We are building our bundles also. We will package our products adding flights, ancillaries, wifi, lunch and all types of packages. It is a work in progress but will come soon and also be distributed via our API and need to be integrated by the aggregators.
When do you anticipate those type of bundled services being accessible using a) your technology b) that of your aggregators?
Via our technology it will be in the coming months but we will build different packages so it will be a gradual ramp up.
We will also test and experiment to ensure it is focused on the customer's needs such as corporate packages. The COVID situation is not good for testing but it's ongoing work and will be live soon.
For aggregators, it really depends on their own roadmap. All have their own roadmap and also work with many airlines so this is not 2021 with Amadeus, it’s for later on.
From a distribution point of view, what is it that makes NDC still part of Air France-KLM's strategy as opposed to Delta’s decision to put it on hold?
It’s a key question and I don’t think many people understand it.
Some people like to say NDC is just a standard. That’s a very narrow way to look at it. NDC is a key change in the process for airlines to interact with agents.

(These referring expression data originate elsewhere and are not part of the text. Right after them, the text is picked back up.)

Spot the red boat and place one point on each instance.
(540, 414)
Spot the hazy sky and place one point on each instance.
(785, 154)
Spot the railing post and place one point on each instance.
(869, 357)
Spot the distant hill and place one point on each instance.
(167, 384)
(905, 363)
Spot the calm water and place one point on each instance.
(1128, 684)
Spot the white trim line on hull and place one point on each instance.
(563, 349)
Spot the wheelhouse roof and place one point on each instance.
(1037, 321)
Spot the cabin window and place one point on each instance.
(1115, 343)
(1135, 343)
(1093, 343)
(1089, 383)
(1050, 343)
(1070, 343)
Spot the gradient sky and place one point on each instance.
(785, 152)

In the current world, when you use a GDS, as an airline you provide unique components such as fares, schedule and availability and the GDS builds the offer for the agent, when it gets a request from the agent.

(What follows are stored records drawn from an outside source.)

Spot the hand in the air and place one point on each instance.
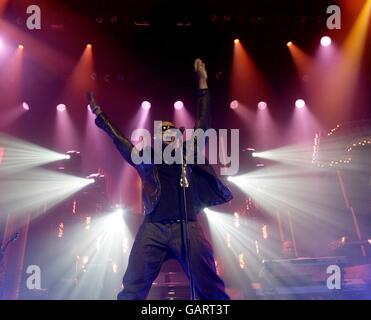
(92, 103)
(200, 69)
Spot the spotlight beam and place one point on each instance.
(20, 155)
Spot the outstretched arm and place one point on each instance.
(123, 144)
(203, 105)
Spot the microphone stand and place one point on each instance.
(184, 183)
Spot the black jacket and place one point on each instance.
(208, 189)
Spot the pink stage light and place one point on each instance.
(300, 104)
(262, 105)
(25, 106)
(234, 104)
(146, 105)
(178, 105)
(61, 107)
(326, 41)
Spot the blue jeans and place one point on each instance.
(155, 243)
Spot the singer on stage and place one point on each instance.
(160, 236)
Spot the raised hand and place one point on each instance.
(201, 72)
(92, 103)
(200, 69)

We are not part of those interactions, we don’t even know the customer demand.
If you think about it, it’s a situation that not a lot industries are experiencing. You are a travel provider and for something like two thirds of your customers, those that buy via travel agencies, you don’t know their demands or requests.

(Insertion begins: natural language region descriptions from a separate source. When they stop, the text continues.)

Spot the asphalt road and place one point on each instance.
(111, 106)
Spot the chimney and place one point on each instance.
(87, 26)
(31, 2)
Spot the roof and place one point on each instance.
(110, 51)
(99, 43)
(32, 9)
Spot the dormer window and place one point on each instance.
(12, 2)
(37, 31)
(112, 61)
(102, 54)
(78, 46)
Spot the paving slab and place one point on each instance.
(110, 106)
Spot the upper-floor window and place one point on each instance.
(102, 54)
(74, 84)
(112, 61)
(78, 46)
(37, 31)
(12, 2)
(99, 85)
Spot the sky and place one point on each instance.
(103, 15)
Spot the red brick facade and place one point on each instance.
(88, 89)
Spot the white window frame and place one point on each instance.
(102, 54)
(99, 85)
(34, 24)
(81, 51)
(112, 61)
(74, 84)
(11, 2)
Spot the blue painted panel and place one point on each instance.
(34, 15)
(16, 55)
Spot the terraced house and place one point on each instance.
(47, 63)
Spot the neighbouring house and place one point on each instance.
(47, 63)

It’s a black box between the GDS and the agent. NDC is changing that completely. We will get the travel request, be it via an aggregator or directly from the agent if it using a direct connect, the request comes to the airline.
Then, we know the request, we know the demand, be it personalized or not, be it anonymized or not, and we build the offer in the best way possible.
We can provide 200 offers, 20 offers or one offer, we can package, we can do it dynamically ultimately. It’s really a new world that NDC is enabling. That’s why it is so strategic for us. The aggregators are just a technology intermediary for the agent that don’t want to invest in connecting directly to the airline. For an airline it’s key.
Customers expect the airline to meet their requests in a better way. If a corporate wants all its travelers to have free wifi or free lunch on board, we can build specific requests for this company with which we have an agreement.
Many people have said that each airline is forming it’s own flavor of NDC so it’s not a standard. If one airline backs away from it for their own reasons while others go for it as part of their strategy, does it create more technology fragmentation in the market and therefore confusion for customers in how they are presented with products?
I don’t think so. Customers already compare what they buy - they look, they search, they shop. In the GDS you don’t have low-cost carriers, you don’t have full-content anymore.
When they claim they have all the offers and are the best to compare and enable agents to work, it’s not true.
Customers are already facing a world where they have many ways to search and compare and products are not the same because everyone wants to differentiate.
It’s a fact of life, it’s the internet and we think it’s more transparent and fits the needs of the customer.
When a customer goes to an OTA he is able to customize if he wants to see only direct flights or airlines that offer free wifi, he’s setting his own rules for what he wants to buy.
Do you think the pandemic is going ot accelerate adoption of digital technologies and retailing for airlines?
I think digitilsation is key and we have to go on. If you get closer to your customer, you know their need better and you also reduce your costs. For me there is no reason to stop doing that. The pandemic is helping NDC, we have to go on.
If we don’t it we will be less competitive because most of our competitors are doing it.